Whereas most SGA children experience spontaneous catch-up growth leading to the achievement of normal adult height, approximately 10% remain short and are candidates for GH therapy. SGA subjects have increased cardio-metabolic disease risk [17] and the effects of GH treatment on blood pressure, body composition, glucose metabolism and lipid profile have been investigated [18]. Recently, interest has been focused on the cardiovascular disease risk in adults treated with GH during childhood. Data from the French SAGhE (Safety and Appropriateness of GH therapy in Europe) study cohort have shown increased cerebrovascular mortality rate [19], although not confirmed in other SAGhE cohorts [20]. In theory, children born SGA, having intrinsic higher cardio-metabolic risk, might be at even higher risk if exposed to long-term GH therapy.

This longitudinal study evaluated cardiovascular disease risk factors in SGA young adults, treated with GH during childhood and followed-up for 5 years after therapy discontinuation. Five years after cessation of GH therapy, blood pressure and cIMT were similar between treated and untreated SGA. Furthermore, after an initial increase probably due to gains in fat mass, lipid levels tended to be lower in treated than in untreated SGA. Finally, GH treatment was not associated with increased risk of metabolic syndrome. These findings are consistent with previous data showing no adverse effect of GH therapy on the metabolic profile of young adults treated with GH during childhood and observed for 5 years after cessation of treatment [21].

Overall, these results are reassuring, showing no potential adverse effect of GH therapy on cardio-metabolic health of SGA subjects and suggest that GH treatment may be even beneficial for lipid profile. However, longer follow-up studies are needed to monitor the possible occurrence of cardio-metabolic diseases many years after GH therapy cessation.

17. Saenger P, Czernichow P, Hughes I, Reiter EO. Small for gestational age: short stature and beyond. Endocr Rev. 2007;28:219-51.

18. Delemarre EM, Rotteveel J, Delemarre-van de Waal HA. Metabolic implications of GH treatment in small for gestational age. Eur J Endocrinol. 2007;157 Suppl 1:S47-50.

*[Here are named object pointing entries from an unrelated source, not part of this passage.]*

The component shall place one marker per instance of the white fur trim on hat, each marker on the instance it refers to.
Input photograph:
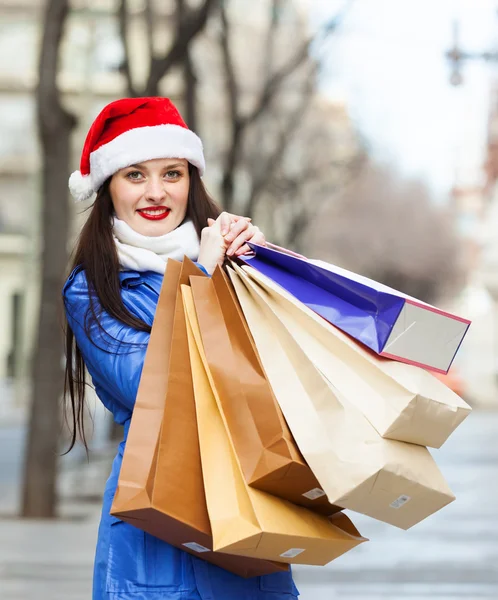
(80, 186)
(133, 146)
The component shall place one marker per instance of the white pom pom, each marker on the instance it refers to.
(80, 186)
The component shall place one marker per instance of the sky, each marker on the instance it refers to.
(387, 62)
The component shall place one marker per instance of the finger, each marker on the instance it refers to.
(236, 228)
(240, 240)
(224, 219)
(258, 238)
(238, 217)
(243, 250)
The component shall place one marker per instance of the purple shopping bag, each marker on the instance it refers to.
(388, 322)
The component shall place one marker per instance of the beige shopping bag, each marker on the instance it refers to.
(245, 521)
(265, 448)
(395, 482)
(160, 488)
(403, 402)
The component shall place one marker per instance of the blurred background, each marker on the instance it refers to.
(360, 132)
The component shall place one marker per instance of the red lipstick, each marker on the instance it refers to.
(154, 213)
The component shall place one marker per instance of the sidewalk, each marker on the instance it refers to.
(451, 556)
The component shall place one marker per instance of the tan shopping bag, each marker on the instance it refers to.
(403, 402)
(267, 453)
(160, 488)
(392, 481)
(245, 521)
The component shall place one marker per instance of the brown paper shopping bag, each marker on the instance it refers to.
(403, 402)
(246, 521)
(265, 449)
(160, 488)
(395, 482)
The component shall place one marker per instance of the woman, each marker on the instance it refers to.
(151, 205)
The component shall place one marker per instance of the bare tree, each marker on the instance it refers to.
(189, 23)
(271, 116)
(389, 229)
(55, 125)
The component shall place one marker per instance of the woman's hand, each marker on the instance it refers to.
(227, 236)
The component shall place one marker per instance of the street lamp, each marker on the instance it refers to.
(456, 56)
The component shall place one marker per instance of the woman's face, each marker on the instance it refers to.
(151, 196)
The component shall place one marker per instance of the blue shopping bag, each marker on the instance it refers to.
(388, 322)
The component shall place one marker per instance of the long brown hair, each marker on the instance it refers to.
(96, 253)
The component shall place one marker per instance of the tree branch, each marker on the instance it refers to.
(149, 23)
(192, 24)
(274, 83)
(233, 154)
(123, 31)
(272, 163)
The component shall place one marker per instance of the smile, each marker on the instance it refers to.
(154, 213)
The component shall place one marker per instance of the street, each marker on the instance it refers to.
(452, 555)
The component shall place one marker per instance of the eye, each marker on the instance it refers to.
(134, 175)
(173, 174)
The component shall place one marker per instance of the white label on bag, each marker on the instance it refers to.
(292, 552)
(399, 502)
(314, 494)
(196, 547)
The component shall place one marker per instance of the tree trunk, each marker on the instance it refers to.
(55, 127)
(190, 79)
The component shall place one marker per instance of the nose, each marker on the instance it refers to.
(155, 191)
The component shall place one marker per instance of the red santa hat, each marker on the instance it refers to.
(129, 131)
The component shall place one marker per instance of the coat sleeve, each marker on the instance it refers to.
(114, 353)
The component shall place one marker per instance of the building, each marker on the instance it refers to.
(91, 76)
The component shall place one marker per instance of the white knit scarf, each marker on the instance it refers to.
(139, 252)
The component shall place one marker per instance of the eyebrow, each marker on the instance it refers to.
(141, 166)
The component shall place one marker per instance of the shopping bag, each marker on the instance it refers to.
(401, 401)
(160, 488)
(392, 481)
(246, 521)
(267, 453)
(389, 322)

19. Carel JC, Ecosse E, Landier F, Meguellati-Hakkas D, Kaguelidou F, Rey G, et al. Long-term mortality after recombinant growth hormone treatment for isolated growth hormone deficiency or childhood short stature: preliminary report of the French SAGhE study. J Clin Endocrinol Metab. 2012;97:416-25.

20. Savendahl L, Maes M, Albertsson-Wikland K, Borgstrom B, Carel JC, Henrard S, et al. Long-term mortality and causes of death in isolated GHD, ISS, and SGA patients treated with recombinant growth hormone during childhood in Belgium, The Netherlands, and Sweden: preliminary report of 3 countries participating in the EU SAGhE study. J Clin Endocrinol Metab. 2012;97:E213-7.

21. van der Steen M, Smeets CC, Kerkhof GF, Hokken-Koelega AC. Metabolic health of young adults who were born small for gestational age and treated with growth hormone, after cessation of growth hormone treatment: a 5-year longitudinal study. Lancet Diabetes Endocrinol. 2017;5:106-16.